I’m sure a lot of other people are as baffled as I am at the huge, galvanizing effect IS has achieved with its use of social media broadcasts of hostage beheadings. Yes, it’s horrible, of course; so are all murders of innocents. But as Greg Sargent asks today, are the beheadings really an adequate justification for a reconvening of the Global War on Terrorism with all of its excesses and failures?
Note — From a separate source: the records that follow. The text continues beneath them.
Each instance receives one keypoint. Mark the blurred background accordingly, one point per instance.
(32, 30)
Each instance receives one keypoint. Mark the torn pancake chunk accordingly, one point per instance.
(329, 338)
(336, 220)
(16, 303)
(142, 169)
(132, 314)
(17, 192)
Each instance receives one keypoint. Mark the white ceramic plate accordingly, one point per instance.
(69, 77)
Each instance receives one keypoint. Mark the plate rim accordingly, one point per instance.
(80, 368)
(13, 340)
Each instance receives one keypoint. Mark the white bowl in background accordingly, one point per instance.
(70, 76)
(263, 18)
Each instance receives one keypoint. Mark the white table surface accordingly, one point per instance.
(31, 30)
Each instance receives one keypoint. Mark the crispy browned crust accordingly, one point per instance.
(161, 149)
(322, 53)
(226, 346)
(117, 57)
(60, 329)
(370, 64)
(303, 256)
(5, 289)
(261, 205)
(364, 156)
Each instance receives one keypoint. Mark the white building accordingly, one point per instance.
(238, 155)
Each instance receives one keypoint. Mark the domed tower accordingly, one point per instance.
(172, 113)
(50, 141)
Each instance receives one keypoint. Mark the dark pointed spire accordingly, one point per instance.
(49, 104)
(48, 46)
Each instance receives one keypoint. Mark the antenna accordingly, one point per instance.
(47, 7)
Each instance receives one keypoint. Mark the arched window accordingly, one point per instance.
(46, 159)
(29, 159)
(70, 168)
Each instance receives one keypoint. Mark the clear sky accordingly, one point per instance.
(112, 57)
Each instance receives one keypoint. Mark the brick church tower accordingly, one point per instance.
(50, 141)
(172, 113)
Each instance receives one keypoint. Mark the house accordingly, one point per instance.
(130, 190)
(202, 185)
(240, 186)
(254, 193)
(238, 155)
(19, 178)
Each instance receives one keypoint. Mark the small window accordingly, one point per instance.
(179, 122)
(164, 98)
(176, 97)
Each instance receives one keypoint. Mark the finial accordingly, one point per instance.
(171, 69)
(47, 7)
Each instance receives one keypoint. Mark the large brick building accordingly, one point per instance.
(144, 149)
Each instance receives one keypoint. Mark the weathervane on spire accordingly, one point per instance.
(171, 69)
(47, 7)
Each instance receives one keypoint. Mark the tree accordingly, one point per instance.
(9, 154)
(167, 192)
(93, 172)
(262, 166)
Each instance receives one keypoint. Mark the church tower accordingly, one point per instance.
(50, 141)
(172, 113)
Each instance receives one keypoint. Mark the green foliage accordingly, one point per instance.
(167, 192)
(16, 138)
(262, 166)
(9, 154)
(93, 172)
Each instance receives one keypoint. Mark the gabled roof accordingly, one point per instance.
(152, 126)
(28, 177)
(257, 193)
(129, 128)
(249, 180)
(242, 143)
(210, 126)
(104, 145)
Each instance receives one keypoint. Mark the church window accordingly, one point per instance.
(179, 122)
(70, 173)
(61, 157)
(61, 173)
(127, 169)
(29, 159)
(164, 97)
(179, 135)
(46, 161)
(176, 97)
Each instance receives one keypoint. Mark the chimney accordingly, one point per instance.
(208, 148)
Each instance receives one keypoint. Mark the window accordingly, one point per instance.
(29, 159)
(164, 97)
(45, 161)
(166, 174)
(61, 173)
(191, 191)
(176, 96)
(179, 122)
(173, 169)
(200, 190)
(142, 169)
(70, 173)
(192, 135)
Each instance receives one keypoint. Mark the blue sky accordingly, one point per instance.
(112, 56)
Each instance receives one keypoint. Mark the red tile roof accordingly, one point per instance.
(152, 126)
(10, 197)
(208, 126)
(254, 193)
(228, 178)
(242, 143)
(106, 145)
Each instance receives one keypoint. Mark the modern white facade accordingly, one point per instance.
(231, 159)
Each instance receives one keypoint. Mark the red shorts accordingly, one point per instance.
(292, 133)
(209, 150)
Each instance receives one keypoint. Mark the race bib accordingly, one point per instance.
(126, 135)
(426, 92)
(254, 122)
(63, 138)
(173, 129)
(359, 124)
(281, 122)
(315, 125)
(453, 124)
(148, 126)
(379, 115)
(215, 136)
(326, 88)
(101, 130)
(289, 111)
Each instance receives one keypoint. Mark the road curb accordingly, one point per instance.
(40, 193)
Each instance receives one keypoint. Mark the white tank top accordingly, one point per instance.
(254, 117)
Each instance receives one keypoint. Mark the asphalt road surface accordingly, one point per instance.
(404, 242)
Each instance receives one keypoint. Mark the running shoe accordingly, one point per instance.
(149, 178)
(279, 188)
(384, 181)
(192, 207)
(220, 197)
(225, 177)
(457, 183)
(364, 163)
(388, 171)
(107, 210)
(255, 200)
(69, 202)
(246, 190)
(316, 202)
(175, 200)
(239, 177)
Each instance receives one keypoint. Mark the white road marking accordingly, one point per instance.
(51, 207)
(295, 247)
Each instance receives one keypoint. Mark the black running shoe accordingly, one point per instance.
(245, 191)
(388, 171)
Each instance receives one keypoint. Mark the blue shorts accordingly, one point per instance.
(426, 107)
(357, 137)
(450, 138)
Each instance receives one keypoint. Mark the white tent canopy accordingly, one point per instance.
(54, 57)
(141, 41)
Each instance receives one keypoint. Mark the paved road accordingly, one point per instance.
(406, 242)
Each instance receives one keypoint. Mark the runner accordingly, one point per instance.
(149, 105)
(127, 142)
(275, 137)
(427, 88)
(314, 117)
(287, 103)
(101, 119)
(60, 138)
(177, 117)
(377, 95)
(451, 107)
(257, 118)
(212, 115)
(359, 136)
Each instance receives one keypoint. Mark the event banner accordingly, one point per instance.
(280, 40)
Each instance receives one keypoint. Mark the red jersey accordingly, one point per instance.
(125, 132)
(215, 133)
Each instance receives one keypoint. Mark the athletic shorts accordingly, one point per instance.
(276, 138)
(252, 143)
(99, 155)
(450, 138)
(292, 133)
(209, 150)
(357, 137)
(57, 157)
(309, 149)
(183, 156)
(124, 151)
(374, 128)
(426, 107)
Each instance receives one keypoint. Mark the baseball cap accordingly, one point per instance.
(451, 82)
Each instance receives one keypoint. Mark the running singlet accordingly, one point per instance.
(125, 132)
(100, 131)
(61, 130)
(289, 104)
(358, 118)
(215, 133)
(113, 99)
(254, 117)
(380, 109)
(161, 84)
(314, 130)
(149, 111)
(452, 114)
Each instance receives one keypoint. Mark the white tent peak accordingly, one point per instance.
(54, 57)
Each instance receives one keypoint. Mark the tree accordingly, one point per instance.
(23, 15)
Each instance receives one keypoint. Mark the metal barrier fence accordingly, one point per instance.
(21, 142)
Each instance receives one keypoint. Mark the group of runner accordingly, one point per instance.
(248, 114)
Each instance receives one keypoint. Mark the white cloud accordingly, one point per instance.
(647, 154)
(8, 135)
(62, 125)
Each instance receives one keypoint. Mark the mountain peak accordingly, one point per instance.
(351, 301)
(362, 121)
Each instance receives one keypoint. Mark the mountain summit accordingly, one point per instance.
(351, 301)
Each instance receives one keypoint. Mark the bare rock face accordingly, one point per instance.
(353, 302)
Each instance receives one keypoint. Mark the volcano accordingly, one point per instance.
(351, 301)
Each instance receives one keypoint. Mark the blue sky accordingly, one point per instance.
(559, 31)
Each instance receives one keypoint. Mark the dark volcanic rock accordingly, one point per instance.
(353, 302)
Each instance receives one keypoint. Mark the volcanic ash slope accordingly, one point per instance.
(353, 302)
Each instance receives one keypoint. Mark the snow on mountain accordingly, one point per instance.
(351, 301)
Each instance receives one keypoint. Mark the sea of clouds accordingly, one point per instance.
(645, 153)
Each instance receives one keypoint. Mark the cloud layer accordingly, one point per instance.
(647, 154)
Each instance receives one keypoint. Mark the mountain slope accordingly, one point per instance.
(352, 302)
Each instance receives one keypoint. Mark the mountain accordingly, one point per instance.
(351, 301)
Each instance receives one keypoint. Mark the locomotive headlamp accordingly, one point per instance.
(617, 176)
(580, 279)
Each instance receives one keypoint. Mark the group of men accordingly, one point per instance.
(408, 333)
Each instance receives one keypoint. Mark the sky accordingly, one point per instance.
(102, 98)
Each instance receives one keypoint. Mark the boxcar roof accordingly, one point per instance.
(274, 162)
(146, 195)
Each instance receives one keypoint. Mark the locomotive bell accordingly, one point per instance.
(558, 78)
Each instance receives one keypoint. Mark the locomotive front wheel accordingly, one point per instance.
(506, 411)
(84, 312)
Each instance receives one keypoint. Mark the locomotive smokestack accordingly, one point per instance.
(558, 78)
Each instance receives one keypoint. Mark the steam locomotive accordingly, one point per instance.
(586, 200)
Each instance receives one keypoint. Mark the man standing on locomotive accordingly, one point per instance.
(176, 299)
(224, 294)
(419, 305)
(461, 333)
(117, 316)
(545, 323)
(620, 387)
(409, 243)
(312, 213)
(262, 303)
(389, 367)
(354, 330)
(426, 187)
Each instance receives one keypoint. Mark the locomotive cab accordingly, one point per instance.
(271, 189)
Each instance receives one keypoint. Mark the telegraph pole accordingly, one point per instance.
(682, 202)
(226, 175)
It would be nice if we could look at each new development in this conflict and make a rational assessment of what it actually changes, how it affects the United States, and what we should do, or not do, in response. But brutality overwhelms rationality, just as ISIS intends. A couple of hundred thousand Americans die every year from preventable medical errors and the response from the government amounts to “Gee, that’s too bad,” but all it takes is a few videos of brutal executions 6,000 miles away to spur a wholesale reexamination of American foreign policy….
To date, ISIS has killed four Americans, a horrible tragedy for those people and their families. But since the idea of the group’s threat to America is at this point entirely hypothetical, we should be as specific as we can when we talk about that threat. Do we think they’re going to try to hijack planes or send agents here to set off bombs? And if so, what do we need to do to counter those threats that we aren’t already doing? If we’re going to expand our military involvement in the Middle East, is there a way to do it that won’t create more problems than it solves?
I’ll put my cards right on the table: there is one, and only one, terrorist threat that rises to the level of an existential threat to the United States, and that’s nuclear terrorism. There are few rational measures I would not support that would significantly lower the risk of a dirty bomb going off in an American city. You get the sense right now, however, that all too many Americans would favor the atomization of the Muslim Middle East if it meant no more beheadings by IS. This is precisely the kind of public opinion tendency that swollen to a large majority by 9/11 led the Bush administration to decide to invade Iraq: not because there was any fresh justification for doing so, but because they knew could get away with it.